On Wednesday, the rupee ended at 66.90 per dollar — the lowest level since February 23, 2017. It fell 51 paise, or 0.77 per cent, the biggest single day fall since January 16, 2018.

Bankers said the Indian currency could slide further. “Things have changed in the last few days. The 10-year US treasury has now decisively moved above 3 per cent, reflecting the fundamental strength of the US economy. Foreign investors are selling assets in India and oil has also touched $75. The momentum is definitely against the rupee,” said Harihar Krishnamoorthy, head of treasury at FirstRand Bank.

Brent crude at $75 a barrel is at the highest level since November, 2014, due to production cuts by the Organization of the Petroleum Exporting Countries (Opec) and heightened tensions between the US and Iran. Oil prices have increased close to 12 per cent this year, raising concerns of a wider current account deficit.

Earlier this month, a note by Kotak Economic Research said that India’s current account deficit could be the highest in six years, assuming crude to be anywhere between $65 and $75 per barrel. Foreign investors have already adjusted their positions on the country, noting the rupee’s fall.
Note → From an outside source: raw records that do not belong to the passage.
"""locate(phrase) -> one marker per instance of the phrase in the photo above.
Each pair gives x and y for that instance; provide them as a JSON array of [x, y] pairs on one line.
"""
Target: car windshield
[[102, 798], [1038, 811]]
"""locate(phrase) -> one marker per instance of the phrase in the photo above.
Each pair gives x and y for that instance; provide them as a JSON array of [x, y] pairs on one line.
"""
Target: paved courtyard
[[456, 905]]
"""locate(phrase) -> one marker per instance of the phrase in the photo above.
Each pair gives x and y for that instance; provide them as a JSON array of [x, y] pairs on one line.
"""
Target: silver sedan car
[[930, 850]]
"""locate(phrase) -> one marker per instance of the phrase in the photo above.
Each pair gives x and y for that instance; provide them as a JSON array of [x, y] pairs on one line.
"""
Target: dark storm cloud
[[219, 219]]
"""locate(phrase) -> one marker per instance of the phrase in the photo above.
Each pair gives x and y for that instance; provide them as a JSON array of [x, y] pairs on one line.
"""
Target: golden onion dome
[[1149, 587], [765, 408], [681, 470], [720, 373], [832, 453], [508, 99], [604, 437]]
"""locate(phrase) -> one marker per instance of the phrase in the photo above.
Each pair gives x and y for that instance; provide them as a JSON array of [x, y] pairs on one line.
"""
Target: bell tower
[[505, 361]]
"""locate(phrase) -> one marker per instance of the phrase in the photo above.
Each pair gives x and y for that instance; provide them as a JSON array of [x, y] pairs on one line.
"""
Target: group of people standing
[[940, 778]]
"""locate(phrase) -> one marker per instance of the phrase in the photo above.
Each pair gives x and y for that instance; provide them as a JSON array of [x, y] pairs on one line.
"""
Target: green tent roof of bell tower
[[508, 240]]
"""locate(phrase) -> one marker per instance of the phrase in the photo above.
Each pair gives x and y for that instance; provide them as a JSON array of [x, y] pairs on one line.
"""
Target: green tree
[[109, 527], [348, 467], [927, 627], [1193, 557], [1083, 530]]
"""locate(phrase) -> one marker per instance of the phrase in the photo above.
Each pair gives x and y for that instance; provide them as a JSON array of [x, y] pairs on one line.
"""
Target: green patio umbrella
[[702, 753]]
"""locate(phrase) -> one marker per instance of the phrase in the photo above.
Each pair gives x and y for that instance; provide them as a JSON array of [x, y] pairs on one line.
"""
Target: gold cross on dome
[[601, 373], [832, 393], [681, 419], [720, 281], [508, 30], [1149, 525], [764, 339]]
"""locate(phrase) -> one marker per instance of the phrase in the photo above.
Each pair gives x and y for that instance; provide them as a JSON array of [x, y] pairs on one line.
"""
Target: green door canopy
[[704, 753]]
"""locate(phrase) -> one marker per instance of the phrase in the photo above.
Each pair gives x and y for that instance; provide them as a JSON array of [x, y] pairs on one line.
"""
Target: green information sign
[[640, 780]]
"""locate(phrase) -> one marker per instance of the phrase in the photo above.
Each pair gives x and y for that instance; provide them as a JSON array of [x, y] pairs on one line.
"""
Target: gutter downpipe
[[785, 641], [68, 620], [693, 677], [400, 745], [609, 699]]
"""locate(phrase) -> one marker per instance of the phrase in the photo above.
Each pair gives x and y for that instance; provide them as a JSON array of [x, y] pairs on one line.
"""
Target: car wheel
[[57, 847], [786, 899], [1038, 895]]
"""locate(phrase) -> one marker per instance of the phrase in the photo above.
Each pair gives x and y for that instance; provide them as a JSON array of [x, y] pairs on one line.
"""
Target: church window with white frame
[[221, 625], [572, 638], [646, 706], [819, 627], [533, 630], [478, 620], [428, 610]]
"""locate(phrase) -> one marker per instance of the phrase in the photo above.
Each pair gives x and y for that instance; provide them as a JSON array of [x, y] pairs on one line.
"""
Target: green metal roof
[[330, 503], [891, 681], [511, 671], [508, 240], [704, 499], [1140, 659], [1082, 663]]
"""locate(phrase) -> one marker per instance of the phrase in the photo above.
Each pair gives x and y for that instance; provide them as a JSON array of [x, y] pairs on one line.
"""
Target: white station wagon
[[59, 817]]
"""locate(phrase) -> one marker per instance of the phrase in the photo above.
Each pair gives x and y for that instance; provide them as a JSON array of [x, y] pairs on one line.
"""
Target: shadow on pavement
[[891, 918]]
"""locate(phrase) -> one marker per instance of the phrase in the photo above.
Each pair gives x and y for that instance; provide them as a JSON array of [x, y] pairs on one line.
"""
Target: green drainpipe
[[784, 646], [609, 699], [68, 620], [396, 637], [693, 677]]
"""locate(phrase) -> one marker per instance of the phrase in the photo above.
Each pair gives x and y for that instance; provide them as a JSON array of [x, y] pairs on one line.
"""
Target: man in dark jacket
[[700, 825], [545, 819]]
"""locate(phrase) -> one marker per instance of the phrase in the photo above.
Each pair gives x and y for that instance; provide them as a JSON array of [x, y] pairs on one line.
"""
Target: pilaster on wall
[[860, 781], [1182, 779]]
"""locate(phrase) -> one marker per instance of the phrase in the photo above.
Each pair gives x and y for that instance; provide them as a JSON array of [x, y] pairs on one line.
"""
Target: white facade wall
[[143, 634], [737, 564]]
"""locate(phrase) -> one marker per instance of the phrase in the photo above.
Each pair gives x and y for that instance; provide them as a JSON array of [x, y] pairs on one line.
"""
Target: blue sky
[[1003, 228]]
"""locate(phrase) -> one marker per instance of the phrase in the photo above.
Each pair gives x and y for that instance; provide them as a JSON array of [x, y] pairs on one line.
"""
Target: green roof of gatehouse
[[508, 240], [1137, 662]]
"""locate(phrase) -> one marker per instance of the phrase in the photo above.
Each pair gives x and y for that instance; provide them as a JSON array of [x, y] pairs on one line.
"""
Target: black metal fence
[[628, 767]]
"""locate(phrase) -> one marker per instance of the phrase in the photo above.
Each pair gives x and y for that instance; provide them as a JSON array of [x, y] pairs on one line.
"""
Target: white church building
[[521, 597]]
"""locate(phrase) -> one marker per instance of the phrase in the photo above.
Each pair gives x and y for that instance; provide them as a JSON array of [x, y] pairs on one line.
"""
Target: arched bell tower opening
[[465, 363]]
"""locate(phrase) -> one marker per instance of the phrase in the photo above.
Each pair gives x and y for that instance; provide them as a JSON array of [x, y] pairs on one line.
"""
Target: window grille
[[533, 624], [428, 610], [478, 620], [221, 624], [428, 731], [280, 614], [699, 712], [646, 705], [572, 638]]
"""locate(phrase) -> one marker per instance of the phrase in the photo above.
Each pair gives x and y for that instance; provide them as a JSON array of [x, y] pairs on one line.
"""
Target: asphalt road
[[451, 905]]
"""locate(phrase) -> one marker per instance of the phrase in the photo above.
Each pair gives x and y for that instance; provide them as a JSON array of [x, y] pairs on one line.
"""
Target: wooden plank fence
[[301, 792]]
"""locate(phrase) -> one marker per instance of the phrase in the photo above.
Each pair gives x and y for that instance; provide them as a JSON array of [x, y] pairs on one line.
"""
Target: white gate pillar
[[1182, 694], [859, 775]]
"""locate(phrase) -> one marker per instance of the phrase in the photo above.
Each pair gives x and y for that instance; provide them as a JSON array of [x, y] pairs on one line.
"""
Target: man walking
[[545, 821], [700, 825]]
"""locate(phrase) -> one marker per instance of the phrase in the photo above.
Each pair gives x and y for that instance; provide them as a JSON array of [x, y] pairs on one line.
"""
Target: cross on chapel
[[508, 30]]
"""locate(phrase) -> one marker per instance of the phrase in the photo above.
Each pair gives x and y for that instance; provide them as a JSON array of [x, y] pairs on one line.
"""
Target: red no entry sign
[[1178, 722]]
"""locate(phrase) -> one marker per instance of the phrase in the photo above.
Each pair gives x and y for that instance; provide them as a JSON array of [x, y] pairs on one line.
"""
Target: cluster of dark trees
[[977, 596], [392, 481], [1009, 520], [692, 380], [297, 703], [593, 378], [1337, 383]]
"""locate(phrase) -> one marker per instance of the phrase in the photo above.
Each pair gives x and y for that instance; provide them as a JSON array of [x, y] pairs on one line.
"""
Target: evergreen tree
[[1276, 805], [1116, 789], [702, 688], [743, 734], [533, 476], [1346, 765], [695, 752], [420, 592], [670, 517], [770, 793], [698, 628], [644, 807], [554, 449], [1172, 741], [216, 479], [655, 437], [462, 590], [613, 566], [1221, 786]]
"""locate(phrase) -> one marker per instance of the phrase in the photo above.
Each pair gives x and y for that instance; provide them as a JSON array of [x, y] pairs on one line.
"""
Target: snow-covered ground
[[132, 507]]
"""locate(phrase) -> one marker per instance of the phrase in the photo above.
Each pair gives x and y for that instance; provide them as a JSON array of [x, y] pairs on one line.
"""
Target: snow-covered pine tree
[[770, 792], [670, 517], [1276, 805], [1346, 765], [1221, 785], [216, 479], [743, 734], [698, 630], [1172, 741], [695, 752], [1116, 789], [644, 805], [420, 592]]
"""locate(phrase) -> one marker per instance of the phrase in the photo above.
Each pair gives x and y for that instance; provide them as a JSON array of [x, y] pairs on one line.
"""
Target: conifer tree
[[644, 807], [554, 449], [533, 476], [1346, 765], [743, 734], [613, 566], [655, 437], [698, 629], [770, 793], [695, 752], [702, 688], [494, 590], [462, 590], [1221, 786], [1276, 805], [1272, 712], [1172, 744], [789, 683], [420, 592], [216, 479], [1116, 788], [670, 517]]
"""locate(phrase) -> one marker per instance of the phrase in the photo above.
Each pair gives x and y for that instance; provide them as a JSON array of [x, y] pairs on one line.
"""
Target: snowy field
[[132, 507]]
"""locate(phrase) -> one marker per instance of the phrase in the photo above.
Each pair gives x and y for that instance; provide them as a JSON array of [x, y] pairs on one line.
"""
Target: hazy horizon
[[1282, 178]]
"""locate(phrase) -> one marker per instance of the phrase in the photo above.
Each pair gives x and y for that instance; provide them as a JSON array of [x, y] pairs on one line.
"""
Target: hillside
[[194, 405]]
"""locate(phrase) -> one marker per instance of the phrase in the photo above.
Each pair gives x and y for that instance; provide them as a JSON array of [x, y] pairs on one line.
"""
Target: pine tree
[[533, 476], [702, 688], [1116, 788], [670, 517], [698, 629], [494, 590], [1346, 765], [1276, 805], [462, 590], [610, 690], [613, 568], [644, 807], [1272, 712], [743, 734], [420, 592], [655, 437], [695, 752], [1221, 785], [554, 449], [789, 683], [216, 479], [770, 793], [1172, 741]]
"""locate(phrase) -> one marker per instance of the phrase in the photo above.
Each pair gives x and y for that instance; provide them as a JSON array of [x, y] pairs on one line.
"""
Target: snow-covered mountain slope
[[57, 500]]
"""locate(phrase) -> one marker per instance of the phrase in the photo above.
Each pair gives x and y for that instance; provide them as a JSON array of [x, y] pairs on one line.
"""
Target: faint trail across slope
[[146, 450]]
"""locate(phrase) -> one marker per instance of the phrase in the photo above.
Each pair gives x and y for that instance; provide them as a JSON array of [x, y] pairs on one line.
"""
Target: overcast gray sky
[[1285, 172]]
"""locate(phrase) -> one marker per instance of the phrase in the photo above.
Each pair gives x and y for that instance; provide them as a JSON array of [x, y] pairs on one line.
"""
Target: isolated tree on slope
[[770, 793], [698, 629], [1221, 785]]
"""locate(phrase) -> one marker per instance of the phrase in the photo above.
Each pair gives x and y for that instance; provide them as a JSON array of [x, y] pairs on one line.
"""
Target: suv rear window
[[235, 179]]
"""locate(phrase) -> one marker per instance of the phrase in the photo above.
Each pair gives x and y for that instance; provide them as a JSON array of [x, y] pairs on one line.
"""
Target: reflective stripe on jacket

So far in April, foreign funds have sold debt and equity assets worth Rs 12,244 crore.

Traders said the currency will most likely weaken toward 68 per dollar in the next few days and will finally settle at a higher trading range of 65.50 to 66.50 compared to 64.50 to 65.50 earlier.

Banks such as Standard Chartered, ANZ and TD Securities have also cut their targets for the currency, Bloomberg reported. Standard Chartered expects the rupee to end the year at 65.50 versus 61.50 previously, while Kotak Mahindra said the currency could fall past its 2016 record low of 68.89 per dollar if global and local risks play out.

“Rates in the US are already high and they are factoring in another three hikes this year. The only thing that can help the rupee is a pullback in oil prices, which will reduce the deficit and bring back interest from FIIs. For now though, the currency is on a weak wicket,” Krishnamoorthy said.